There is nothing overly unique about this process: It's the same process I learned when I was in college, and it's the same process designers have been describing as far back as the 1940s or 1950s. But I've found students of this process are skeptical, and so they don't trust the process. Instead, they attempt to rationally argue why the process won't work. The arguments, and my responses, typically fall into two large categories:
- The process won't work because I don't have any good ideas. Having a good idea is tremendously intimidating. When prompted to "be innovative," most people become anxious or shut down entirely. The corporate hierarchy of many organizations adds pressure to senior staff to have the best ideas, or to produce ideas faster than junior staff. But this process is not about having the best idea; it's about having lots of ideas. And because the criteria to determine "best" and "worst" are embedded in the process of synthesis, an artificial sense of objectivity is created by the team itself. The insights act as vetting criteria for ideation, so title and rank become irrelevant. Ideas emerge as natural extensions of the problem space, and the process allows the ideas to emerge in an intuitive and almost unpreventable fashion.
- The process won't work because it's biased; the process won't work because our sample is too small. Eliminating bias is fundamental to conducting an objective survey or experiment. Participants should be randomly (not conveniently) selected, and enough participants should be selected to ensure the sample is statistically representative of a larger population. But our process is not intended to indicate a broad sense of want, need, or desire. Instead, the design process is (perhaps counterintuitively) about celebrating the extremities. We want to understand and relate to the peculiarities in the lives of our participants, and we want to observe their extremely local, unique, and discrete workarounds or strategies for dealing with technological complexity. We go out of our way to observe a small group of people, selected precisely because of their unique traits, and we don't minimize our bias—we actively celebrate it. Design isn't about predictability: It's about provocation. And innovation is risky precisely because we're creating something new. Attempting to minimize risk by seeking broad applicability forces a regression to the mean, blanding away new design qualities in favor of established, commoditized old practices.

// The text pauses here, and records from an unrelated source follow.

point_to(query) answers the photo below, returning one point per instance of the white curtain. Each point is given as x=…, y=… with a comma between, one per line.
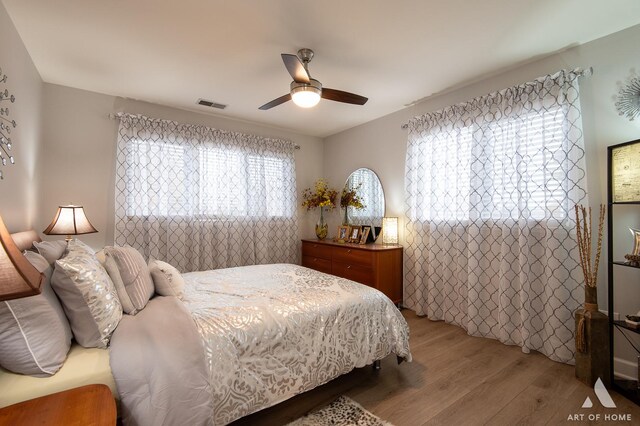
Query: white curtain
x=201, y=198
x=491, y=186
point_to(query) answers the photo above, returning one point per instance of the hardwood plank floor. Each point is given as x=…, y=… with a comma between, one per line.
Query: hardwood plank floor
x=456, y=379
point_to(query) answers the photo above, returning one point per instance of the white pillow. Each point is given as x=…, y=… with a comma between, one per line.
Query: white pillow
x=130, y=276
x=88, y=297
x=34, y=333
x=167, y=280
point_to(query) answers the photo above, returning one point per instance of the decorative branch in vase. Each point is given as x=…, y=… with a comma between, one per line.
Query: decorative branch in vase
x=592, y=327
x=323, y=197
x=350, y=198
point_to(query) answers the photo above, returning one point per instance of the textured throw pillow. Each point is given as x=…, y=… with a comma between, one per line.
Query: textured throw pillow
x=34, y=333
x=51, y=250
x=88, y=297
x=114, y=274
x=167, y=280
x=135, y=284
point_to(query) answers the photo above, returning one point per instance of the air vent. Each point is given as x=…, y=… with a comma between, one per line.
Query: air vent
x=210, y=104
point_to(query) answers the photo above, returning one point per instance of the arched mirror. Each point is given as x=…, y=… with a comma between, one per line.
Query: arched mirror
x=367, y=186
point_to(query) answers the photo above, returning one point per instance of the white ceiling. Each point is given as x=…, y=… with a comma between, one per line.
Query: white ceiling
x=393, y=52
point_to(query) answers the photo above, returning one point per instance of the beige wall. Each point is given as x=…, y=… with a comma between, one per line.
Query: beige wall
x=79, y=153
x=18, y=190
x=381, y=144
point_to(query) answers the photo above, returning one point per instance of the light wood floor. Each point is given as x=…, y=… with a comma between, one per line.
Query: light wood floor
x=456, y=379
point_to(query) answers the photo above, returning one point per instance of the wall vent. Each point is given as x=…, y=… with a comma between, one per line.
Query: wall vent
x=210, y=104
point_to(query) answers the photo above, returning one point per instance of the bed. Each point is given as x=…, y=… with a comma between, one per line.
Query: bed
x=240, y=340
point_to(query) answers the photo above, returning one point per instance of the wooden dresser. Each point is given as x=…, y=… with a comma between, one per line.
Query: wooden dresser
x=378, y=266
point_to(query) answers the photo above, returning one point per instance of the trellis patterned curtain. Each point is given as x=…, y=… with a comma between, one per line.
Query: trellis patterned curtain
x=201, y=198
x=491, y=185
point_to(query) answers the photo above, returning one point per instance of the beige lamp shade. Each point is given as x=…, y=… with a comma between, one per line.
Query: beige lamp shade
x=18, y=278
x=70, y=220
x=389, y=230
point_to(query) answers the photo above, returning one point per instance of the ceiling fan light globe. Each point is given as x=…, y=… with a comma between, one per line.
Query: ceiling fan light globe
x=306, y=96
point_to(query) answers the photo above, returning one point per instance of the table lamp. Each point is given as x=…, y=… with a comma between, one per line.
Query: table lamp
x=70, y=220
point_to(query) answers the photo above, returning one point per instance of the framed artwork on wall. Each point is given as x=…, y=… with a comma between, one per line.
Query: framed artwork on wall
x=625, y=172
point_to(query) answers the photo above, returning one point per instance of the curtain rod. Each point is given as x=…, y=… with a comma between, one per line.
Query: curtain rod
x=113, y=116
x=587, y=72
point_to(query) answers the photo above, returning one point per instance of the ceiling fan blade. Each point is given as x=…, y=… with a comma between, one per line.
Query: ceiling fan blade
x=277, y=101
x=346, y=97
x=295, y=68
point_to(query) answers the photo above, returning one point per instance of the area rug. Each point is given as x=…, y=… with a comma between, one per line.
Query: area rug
x=342, y=412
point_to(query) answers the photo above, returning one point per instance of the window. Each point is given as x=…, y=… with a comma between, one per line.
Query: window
x=504, y=169
x=165, y=179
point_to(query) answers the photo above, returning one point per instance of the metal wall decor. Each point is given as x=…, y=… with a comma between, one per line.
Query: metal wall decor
x=628, y=99
x=6, y=125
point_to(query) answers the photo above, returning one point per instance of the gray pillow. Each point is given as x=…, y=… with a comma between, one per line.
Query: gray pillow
x=51, y=250
x=88, y=297
x=135, y=284
x=167, y=280
x=34, y=332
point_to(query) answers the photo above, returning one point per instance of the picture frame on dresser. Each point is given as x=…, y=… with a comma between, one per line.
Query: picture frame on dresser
x=354, y=234
x=364, y=234
x=343, y=233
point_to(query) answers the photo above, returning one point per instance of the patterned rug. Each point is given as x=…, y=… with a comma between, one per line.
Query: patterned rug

The process of design is rigorous, methodical, and most important, dependable: It will always produce design results. Trust the process, and after you've arrived at a solution, reflect on the inevitability of that particular solution to emerge from the process you followed. In hindsight, the artificially established design insights create a powerful pseudo-objectivism, and within the constrained design space, designers find both innovation and appropriateness.
Kolko, Jon (2013), "Trusting the Design Process". In interactions magazine, March/April, 2013.